100ワットの熱から、
30ワット の電気 30%
50ワット の電気 50%
60ワット の電気 60%
こんな感じです。例えば、熱効率が30%の場合、100のうち、30が電気エネルギーとなり、70が環境中に排熱として放出されます。熱効率が良いほど燃費が良くなり、無駄なエネルギーを放出することがありません。環境中に放出されるエネルギーは、もちろん地球全体を暖めることになります。
「原子力発電は、地球温暖化に貢献する」
とのスローガンを皆さんお聞きのことでしょう。原子力発電は、熱効率がいい のは当然だろ と思われるのではないでしょうか。
おおよその熱効率を示します。
原子炉(沸騰水型) 約 33%
蒸気を利用したありとあらゆる発電方式の中で、もっとも効率が悪いのが原子力発電なのです。
同じ100Wattの電気エネルギーを作る場合に、
原子力は、303Watt
コンバインドサイクル発電は 172Watt
の熱量が必要なことを示しています。
原子力の方が
303 ÷ 172 = 1.75
1.75倍もの熱エネルギーが必要な訳です。この無駄な熱エネルギーを環境へ大量に放出するわけですから、ただちに地球温暖化につながります。CO2だけに着目して、「原子力は、地球温暖化を考えています」というスローガンを叫ぶのは、詐欺以外のなんだというのでしょう。
もちろん、このことはエネルギーに関わる人間は、全員周知の事実であり、ペテンだと分かった上でこのスローガンを使っていたわけです。


逆に原子力発電

沸騰した蒸気が、そのままタービンに流れます。すなわち 単純なやかん と同じです。
効率を良くするにはどうするか
・蒸気の温度を上げる
・きるだけ乾いた空気にする。(湿度が100%よりも 80-60%と下げた方が効率が上がる)
原子力の場合は、蒸気の温度を上げることはできません。(メルトダウンしてしまいます)飽和蒸気圧(100%)で運転するしかないのです。
運転している蒸気の条件は
原子力
(沸騰水型)BWR 70気圧 約280℃ (100%)
(加圧水型)PWR 55気圧 約270℃ (100%)
に対して
火力 241気圧 566℃ (94%)
と全くお話にならないことがおわかりでしょう。
今日のまとめ
「原子力発電は、もっとも効率の悪い発電方式である。」
昨日の知識とあわせるだけで、原発問題点の1割程度は理解できているといえるでしょう。
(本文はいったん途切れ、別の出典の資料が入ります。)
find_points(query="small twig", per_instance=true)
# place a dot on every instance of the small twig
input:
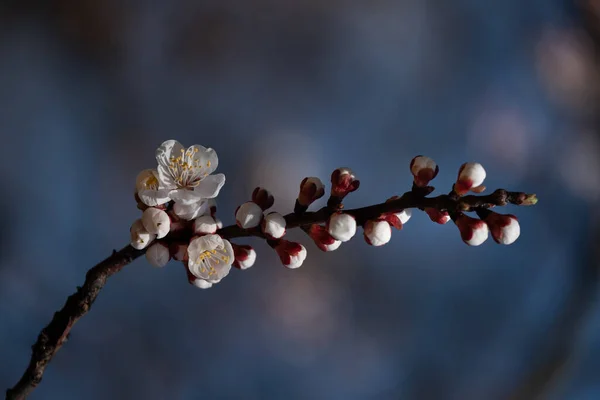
(53, 336)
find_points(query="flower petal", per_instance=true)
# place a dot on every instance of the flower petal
(154, 198)
(169, 148)
(206, 157)
(190, 211)
(209, 187)
(185, 196)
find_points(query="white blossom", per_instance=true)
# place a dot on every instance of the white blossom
(210, 257)
(470, 178)
(473, 231)
(505, 228)
(191, 211)
(140, 237)
(273, 225)
(248, 215)
(377, 233)
(245, 256)
(186, 173)
(424, 169)
(204, 225)
(147, 188)
(201, 283)
(342, 226)
(156, 222)
(158, 254)
(292, 254)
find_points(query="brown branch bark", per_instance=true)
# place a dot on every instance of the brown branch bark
(56, 333)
(原発推進派のほとんどが、原発がもっとも効率が悪いことなどは知らないはずです)
わけのわからない推進派には、
「だって、原発って、効率が一番悪いんでしょ。」
と言い返してやりましょう。
料理好きなお母さんたちへ
炒め物料理をしていると考えてください
原子力・・・鍋を100度以上に加熱できず、じとっとしたおいしくない料理
火力・・・・鍋を200度以上に加熱し、からっとした料理
とイメージすると良いのではと思います。
補足 2011.8.7
発電所マニア さんからコメントをいただきました。
最近は、石炭でもガス化してガスタービンを回すIGCCが研究されています。
筆者注:もし、この発電方法が実用化されますと、もっとも燃料コストの安い発電方式となるのは間違いありません。
また、LNGでもコンバインドサイクルでなければ、熱効率は40%となります。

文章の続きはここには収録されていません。